Yo creo que traducir siempre es un reto. Quizás en poesía es más fácil que en prosa, porque el idioma está construido de otra forma; o sea, el verbo en Alemania tiene su posición al final, en realidad. Entonces es muy difícil si, por ejemplo, un escritor como García Márquez hace una frase de cincuenta páginas, como en El otoño del patriarca. Ahí tenés que jugar, tenés que inventar algo. No podés poner el verbo en la página cincuenta porque no se entiende nada. En la poesía, la gramática es más flexible. Podés inventar un estilo más cercano al original. Para traducir poesía, tenés que entender primero las distintas capas del poema, su estructura rítmica, las imágenes, las metáforas, y a la vez el contenido, la escena. Tenés que distinguir si hay ciertas relaciones con la tradición a respetar, o citas. Tenés que desarmar el poema para después recomponerlo. Y tenés que encontrar una voz. Con Fabián, por ejemplo, al final me pasó que lo escuchaba hablándome en alemán. No lo traducía, sino que copiaba lo que estaba diciendo al oído. Con Raimondi no me pasaba eso. Ese es un trabajo duro. Cada poema suyo es como un iceberg.

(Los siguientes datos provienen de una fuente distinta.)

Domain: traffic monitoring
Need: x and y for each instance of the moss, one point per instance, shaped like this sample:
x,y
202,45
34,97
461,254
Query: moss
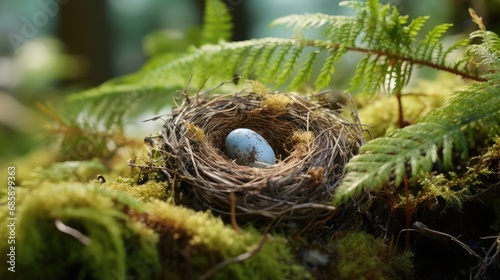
x,y
362,256
118,246
207,242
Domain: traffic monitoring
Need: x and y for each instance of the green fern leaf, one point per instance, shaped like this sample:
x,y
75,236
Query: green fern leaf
x,y
328,68
217,23
442,129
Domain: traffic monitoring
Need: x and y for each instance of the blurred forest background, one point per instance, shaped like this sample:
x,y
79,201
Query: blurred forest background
x,y
52,48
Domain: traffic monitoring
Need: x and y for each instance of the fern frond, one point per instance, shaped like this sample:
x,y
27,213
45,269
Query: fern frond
x,y
443,129
217,23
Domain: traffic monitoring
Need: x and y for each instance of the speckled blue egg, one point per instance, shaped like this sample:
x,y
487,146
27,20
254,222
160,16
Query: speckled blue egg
x,y
249,148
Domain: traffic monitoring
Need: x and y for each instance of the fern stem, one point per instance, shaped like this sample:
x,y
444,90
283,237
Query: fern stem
x,y
399,57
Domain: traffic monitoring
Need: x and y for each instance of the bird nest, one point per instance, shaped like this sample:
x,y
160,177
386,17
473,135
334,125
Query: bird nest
x,y
312,145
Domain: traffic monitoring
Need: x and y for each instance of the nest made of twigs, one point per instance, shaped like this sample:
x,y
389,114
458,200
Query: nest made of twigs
x,y
312,144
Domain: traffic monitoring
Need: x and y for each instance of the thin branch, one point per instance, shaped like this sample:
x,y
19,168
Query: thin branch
x,y
238,258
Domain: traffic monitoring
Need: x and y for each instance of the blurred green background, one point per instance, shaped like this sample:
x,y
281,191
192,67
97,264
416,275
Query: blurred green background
x,y
52,48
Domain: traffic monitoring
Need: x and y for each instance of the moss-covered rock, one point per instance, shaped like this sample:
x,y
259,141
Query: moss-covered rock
x,y
89,231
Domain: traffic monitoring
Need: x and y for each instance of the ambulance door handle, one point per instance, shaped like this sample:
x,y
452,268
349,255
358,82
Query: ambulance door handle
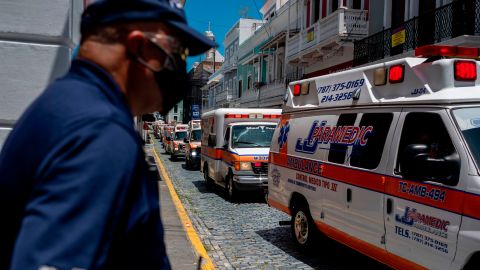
x,y
389,206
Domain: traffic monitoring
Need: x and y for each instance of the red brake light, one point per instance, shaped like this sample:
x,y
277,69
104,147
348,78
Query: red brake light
x,y
465,70
297,89
396,74
467,52
450,51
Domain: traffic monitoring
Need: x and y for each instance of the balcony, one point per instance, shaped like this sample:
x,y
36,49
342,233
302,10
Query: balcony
x,y
342,25
249,99
272,93
444,23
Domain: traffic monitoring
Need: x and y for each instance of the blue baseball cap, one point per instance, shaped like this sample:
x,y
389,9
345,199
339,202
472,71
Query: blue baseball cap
x,y
170,12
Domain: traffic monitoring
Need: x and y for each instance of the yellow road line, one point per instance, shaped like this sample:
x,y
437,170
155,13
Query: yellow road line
x,y
187,224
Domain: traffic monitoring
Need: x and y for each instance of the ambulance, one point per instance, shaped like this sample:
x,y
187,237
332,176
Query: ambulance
x,y
235,146
386,159
176,144
193,145
166,132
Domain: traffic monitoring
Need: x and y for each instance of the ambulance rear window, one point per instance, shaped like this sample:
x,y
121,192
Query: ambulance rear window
x,y
369,154
338,152
468,120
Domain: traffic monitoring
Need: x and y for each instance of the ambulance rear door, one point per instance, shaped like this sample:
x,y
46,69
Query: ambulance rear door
x,y
424,190
363,176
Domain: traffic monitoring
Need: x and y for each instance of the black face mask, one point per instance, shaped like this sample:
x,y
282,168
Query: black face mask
x,y
174,84
172,81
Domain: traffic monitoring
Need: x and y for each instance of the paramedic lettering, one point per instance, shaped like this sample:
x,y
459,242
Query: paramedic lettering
x,y
323,134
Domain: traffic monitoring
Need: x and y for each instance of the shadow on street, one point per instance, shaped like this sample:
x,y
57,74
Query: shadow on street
x,y
327,254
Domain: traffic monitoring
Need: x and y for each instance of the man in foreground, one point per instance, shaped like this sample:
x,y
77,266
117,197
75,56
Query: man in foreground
x,y
75,191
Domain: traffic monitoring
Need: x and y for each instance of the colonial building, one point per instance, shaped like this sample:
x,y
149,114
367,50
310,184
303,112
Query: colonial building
x,y
300,38
36,43
400,26
198,76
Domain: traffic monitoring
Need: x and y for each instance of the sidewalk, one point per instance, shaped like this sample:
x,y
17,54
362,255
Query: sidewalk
x,y
179,249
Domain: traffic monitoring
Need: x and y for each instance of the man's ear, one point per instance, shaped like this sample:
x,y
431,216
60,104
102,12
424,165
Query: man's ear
x,y
134,43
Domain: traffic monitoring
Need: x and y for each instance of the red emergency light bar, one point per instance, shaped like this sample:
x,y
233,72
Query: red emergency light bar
x,y
465,70
397,73
253,115
296,89
448,51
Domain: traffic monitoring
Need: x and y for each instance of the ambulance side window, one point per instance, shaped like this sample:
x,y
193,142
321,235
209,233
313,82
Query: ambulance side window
x,y
426,151
227,137
367,150
338,152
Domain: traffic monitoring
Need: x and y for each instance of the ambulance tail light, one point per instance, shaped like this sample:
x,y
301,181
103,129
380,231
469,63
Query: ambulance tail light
x,y
465,70
243,166
447,51
380,76
231,115
396,74
297,89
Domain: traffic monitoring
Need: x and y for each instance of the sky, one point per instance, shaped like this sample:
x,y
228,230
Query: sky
x,y
222,15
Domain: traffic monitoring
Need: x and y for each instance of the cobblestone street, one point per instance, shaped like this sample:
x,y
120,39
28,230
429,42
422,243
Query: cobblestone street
x,y
246,234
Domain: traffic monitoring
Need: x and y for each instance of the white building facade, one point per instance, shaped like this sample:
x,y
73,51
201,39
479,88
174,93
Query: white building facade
x,y
36,42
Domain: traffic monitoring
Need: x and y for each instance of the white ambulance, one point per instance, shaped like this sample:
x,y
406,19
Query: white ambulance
x,y
176,143
386,159
235,146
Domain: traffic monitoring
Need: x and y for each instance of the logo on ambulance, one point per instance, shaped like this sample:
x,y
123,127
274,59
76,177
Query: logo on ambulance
x,y
283,137
321,133
276,177
424,222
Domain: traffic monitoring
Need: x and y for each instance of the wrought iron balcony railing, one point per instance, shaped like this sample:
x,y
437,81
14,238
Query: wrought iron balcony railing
x,y
461,17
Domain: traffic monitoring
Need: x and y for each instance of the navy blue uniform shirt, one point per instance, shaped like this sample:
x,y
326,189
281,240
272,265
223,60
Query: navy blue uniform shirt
x,y
75,190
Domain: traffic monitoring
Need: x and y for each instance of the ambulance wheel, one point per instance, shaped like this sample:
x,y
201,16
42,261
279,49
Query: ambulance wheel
x,y
230,188
208,181
302,227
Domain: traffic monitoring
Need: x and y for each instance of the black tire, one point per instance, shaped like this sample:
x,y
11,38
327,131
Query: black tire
x,y
303,229
208,181
230,189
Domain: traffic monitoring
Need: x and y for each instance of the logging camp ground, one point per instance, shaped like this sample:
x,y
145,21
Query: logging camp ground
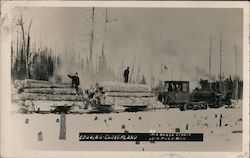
x,y
41,96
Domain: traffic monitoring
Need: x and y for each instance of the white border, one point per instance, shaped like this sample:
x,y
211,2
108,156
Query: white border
x,y
5,98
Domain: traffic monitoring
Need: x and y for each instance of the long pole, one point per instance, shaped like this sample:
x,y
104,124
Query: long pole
x,y
236,74
210,52
92,34
220,64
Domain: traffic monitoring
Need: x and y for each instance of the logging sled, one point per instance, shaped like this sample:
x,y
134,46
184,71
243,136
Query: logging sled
x,y
105,97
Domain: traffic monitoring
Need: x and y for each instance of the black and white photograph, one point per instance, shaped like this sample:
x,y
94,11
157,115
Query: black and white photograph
x,y
141,79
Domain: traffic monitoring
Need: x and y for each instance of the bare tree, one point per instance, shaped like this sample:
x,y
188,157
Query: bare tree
x,y
25,48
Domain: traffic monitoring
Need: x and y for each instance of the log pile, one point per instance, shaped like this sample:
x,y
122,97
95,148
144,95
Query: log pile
x,y
123,94
38,93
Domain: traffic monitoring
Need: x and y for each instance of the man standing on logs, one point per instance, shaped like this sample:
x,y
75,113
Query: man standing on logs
x,y
126,74
75,81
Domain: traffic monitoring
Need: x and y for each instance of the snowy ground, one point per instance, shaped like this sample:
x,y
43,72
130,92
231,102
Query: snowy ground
x,y
166,120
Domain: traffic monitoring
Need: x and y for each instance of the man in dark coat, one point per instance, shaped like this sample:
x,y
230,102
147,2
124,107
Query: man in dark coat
x,y
75,81
126,74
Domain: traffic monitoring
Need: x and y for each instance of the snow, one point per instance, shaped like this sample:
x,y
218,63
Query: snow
x,y
165,120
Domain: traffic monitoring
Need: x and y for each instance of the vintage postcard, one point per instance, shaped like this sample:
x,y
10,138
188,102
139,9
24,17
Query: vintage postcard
x,y
124,79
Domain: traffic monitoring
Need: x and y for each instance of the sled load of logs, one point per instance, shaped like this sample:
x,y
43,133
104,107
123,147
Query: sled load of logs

Con un Gambarotta era una cosa más lúdica, porque él hace muchos juegos de palabras que no se pueden reproducir, pero te deja libertad para destruir un poco el lenguaje y combinar las palabras de otra forma.
¿Qué recepción tuvieron todas estas traducciones allá?
Hay una cierta recepción en los canales de poetas o en revistas literarias. Pero, claro, no trasciende mucho eso. Se tradujo, sobre todo, en varios viajes, en invitaciones a festivales o a congresos literarios. Creo que cada una de esas traducciones aporta algo al goteo, pero son procesos muy lentos. Hay cosas que llegan después de muchos años y siempre es bueno que haya una traducción. Una vez vino Mariano Blatt y yo leí la traducción junto a él, un poco tratando de mantener su ritmo. La gente estaba fascinada, aunque no era un público específico de poesía. Pasa también con los festivales de poesía, como Salida al mar y los que aparecieron en distintos países de Latinoamérica, como Poquita fe, en Chile. Son puentes aéreos que se generan a través de traducciones, festivales y antologías, los puentes por los que circulan los poetas y las obras.